In recent years, much evidence have shown that some marine yeasts are pathogenic to some marine animals and have caused large economic losses in maricultural industry in some regions of China [17]. A pathogenic yeast strain, WCY, which could cause milky disease in Portunus trituberculatus, was identified to be Metschnikowia bicuspidate [17]. It was found that nystatin and other chemicals are active against the pathogenic yeast. However, the compounds with minimum inhibitory concentration are toxic to the crab and it is impossible to apply the expensive antibiotics to the open sea. It was found that the yeast Torulopsis mogii is the pathogen to some shrimp in China [15]. The yeast Metschnikowia bicuspidate var. bicuspidate, a pathogenic yeast of aquatic invertebrates, was capable of infecting aquaculture-reared, disease-free Artemia [10]. A new species of marine yeast, Kluyveromyces penaeid, was isolated from the heart tissue of subadult shrimp Penaeus chinensis during tissue culture [16]. In our previous study, we found that marine yeast strain YF07b, which was identified to be Pichia anomala, had the highest ability to produce killer toxin against the pathogenic yeast [17]. In this study, our main purposes are to purify and characterize killer toxin from Pichia anomala YF07b and use the purified killer toxin for hydrolysis of laminarin (β-1, 3-glucan) and the pathogenic yeast cells.
Materials and Methods
Yeast Strains
P. anomala YF07b was the killer toxin producer. Metschnikowia bicuspidate WCY, which could cause the milky disease in Portunus trituberculatus, was used as the sensitive yeast strain used in this study [17]. The two yeast strains were maintained in YPD medium (prepared with seawater) containing 20.0 g L−1 glucose, 10.0 g L−1 yeast extract, and 20.0 g L−1 polypeptone at 4°C.
Media
The assay medium (pH 4.5) was used according to [12]. Killer toxin production medium (pH 4.5) was used according to [17].
Killer Toxin Production
The marine yeast strain YF07b was grown in 50.0 ml of the production medium by shaking at 130 rpm and 23.0°C for 3 days [17]. The fermented broth was centrifuged at 2823×g and 4°C for 5 min, and the supernatant obtained was taken as the crude killer toxin.
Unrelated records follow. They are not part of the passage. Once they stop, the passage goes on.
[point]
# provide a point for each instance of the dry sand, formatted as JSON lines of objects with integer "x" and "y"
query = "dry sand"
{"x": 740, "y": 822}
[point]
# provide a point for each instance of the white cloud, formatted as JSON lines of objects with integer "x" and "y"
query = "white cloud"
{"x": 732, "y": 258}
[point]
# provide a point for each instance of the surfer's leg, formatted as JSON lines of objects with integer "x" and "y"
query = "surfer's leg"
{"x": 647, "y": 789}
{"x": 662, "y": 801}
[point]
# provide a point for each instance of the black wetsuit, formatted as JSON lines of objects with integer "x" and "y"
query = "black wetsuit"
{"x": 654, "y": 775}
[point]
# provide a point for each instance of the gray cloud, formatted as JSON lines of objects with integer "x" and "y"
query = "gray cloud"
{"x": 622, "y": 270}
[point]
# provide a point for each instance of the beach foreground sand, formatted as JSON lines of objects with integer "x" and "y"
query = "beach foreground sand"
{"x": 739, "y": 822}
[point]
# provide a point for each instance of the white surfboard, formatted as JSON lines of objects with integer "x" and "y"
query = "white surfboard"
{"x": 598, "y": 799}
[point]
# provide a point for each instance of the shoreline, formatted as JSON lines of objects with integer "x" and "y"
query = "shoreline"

Measurement of Killer Toxin Activity
Two hundreds microliters of the crude killer toxin or the eluted killer toxin were added to each sterile Oxford-cup, which was put on the assay medium seeded with the pathogenic yeast strain WCY and incubated at 15°C for 72 h, and the diameter of the inhibition zone was used as a measure of the yeast killer activity [12, 17].
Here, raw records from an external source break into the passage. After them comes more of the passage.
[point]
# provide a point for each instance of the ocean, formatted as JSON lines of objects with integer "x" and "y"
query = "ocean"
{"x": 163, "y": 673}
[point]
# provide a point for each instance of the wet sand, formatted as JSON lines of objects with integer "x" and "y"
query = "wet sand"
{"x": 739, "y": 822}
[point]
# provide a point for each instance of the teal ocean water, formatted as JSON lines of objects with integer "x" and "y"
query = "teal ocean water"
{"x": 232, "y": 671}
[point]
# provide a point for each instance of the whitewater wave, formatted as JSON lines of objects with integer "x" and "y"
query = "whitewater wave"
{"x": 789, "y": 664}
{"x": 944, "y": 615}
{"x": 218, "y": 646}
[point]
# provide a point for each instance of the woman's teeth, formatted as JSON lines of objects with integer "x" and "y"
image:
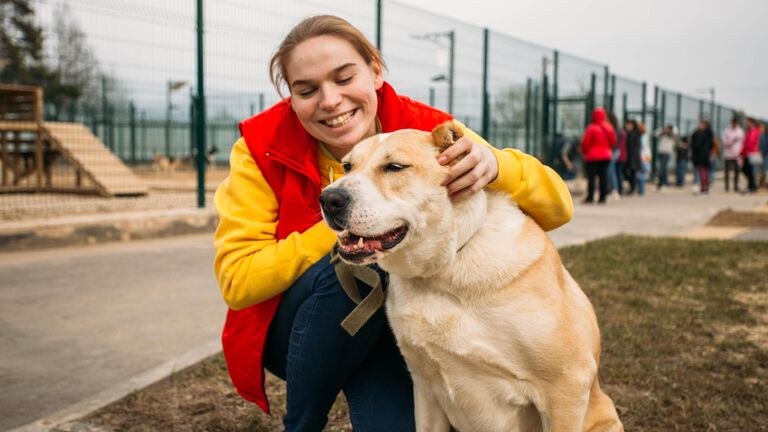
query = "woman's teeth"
{"x": 340, "y": 120}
Determination of β-1,3-d-Glucanase Activity of the Killer Toxin
It has been reported that killer toxin from P. anomala has β-1,3-d-glucanase activity [5, 6]. β-1,3-d-glucanase activity of the killer toxin was determined according to the methods [6]. The amount of reducing sugar in the reaction mixture was assayed by the method of Nelson-Somogyi [14]. One β-1,3-d-glucanase unit (U) was defined as the amount of enzyme that produces 1 μg of reducing sugar per min under the assay conditions used in this study.
Killer Toxin Purification
Killer toxin purification was carried out at 4°C according to the methods [9]. Six hundred milliliters of the culture of the marine killer yeast strain YF07b grown for 72 h was used as the starting material for the killer toxin purification. Protein concentration in the elute was measured by the method of Bradford, and bovine serum albumin served as standard [2]. The purity and molecular mass of the purified killer toxin in the concentrated fractions showing both the killer toxin activity and β-1,3-d-glucanase activity were analyzed in noncontinuous denaturing sodium dodecyl sulfate–polyacrylamide gel electrophoresis (SDS-PAGE) [8] with a Two-Dimensional Electrophoresis System (Amersham Biosciences, Sweden) and stained by Coomassie Brilliant Blue R-250 [3]. The molecular mass standards for SDS-PAGE are indicated in Figure 1.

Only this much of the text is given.